なんでそんなことを急に言い出したかというと、そのコンビの片割れである山田一成氏の著書「やまだ眼」を最近になって読んで、彼の人間観察の鋭さと、悲哀を含んだユーモアのレベルの高さに改めて感嘆してしまったのです。いつだって影響されやすい僕は、誰に頼まれたわけでもないのに、同氏へのオマージュを捧げるという形で、英国版「悲しいときぃ~」を作ってみました。駄作ではありますが、ここに慎んで発表させていただきます。

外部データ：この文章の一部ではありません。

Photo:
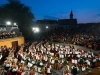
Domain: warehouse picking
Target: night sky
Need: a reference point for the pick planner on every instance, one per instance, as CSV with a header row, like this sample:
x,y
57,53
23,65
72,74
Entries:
x,y
84,11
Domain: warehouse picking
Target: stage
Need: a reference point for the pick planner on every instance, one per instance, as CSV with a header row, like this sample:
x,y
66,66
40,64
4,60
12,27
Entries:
x,y
11,42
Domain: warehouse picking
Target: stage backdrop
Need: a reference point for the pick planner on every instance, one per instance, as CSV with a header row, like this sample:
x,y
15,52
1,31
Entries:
x,y
11,42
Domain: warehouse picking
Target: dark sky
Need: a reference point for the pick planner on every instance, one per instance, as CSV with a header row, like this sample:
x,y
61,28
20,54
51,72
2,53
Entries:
x,y
84,10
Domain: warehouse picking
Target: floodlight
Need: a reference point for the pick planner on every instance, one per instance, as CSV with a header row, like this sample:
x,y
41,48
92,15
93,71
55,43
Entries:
x,y
8,23
46,27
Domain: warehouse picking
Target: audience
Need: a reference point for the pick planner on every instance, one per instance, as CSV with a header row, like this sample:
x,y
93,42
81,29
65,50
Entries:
x,y
5,35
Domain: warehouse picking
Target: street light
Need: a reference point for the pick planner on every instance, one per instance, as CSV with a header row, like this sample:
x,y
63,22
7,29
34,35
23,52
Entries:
x,y
8,23
35,29
46,27
15,24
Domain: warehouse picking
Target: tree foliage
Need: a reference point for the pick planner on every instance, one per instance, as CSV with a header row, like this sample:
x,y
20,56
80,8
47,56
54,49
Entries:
x,y
15,11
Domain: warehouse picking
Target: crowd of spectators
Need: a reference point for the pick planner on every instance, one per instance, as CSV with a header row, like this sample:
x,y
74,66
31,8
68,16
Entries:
x,y
84,36
5,35
42,58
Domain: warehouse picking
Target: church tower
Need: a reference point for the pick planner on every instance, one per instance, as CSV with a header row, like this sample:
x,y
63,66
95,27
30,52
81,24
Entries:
x,y
71,15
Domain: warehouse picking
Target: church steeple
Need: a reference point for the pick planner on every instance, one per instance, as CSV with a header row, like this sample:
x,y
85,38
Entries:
x,y
71,15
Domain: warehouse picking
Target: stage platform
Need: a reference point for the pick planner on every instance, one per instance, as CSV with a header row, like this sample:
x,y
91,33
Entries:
x,y
11,42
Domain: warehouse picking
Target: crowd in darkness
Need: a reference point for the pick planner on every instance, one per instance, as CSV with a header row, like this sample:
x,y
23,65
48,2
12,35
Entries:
x,y
84,36
41,58
4,35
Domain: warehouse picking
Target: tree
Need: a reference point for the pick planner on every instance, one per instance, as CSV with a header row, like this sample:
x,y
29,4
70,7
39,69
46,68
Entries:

悲しいときぃ~……久しぶりにロンドン郊外へと電車で小旅行に出掛けようとしたのに、工事のために代替バスに乗らなければいけなくなったときぃ~
悲しいときぃ~……英国人の仲間たちが早口でジョークを言って爆笑しているのに、自分だけ何て言ったのか聞き取れていなかったときぃ~
悲しいときぃ~……他のフラットメイトの部屋は何の問題もないのに、自分の部屋だけヒーターがつかないときぃ~
悲しいときぃ~……スリランカ出身の同僚が、帰省休暇から戻った日にお土産としてくれた現地のお菓子がまずかったときぃ~
悲しいときぃ~……仕事が終わらないから休日出勤しているのに、上司から「週末にご苦労様だね。近くのレストランでご馳走してあげる」といって連れ出された挙句、結局仕事がたいして進まなかったときぃ~
悲しいときぃ~……問い合わせをしようとある英系会社へ電話をかけたところ、たらい回しにされた挙句、最初に話した人に結局戻ってきてしまったときぃ~
悲しいときぃ~……語学学校の授業で「それではペアになって話し合ってみて」って言われたのに、ペアが見つからなかったときぃ~
悲しいときぃ~……語学学校の授業の一環として英語でしりとりをしたとき、前の生徒が「Fashion」って言ったのを受けて、早まって「Nipple」って言ってしまったときぃ~
悲しいときぃ~……、悲しいときぃ~……。(籠)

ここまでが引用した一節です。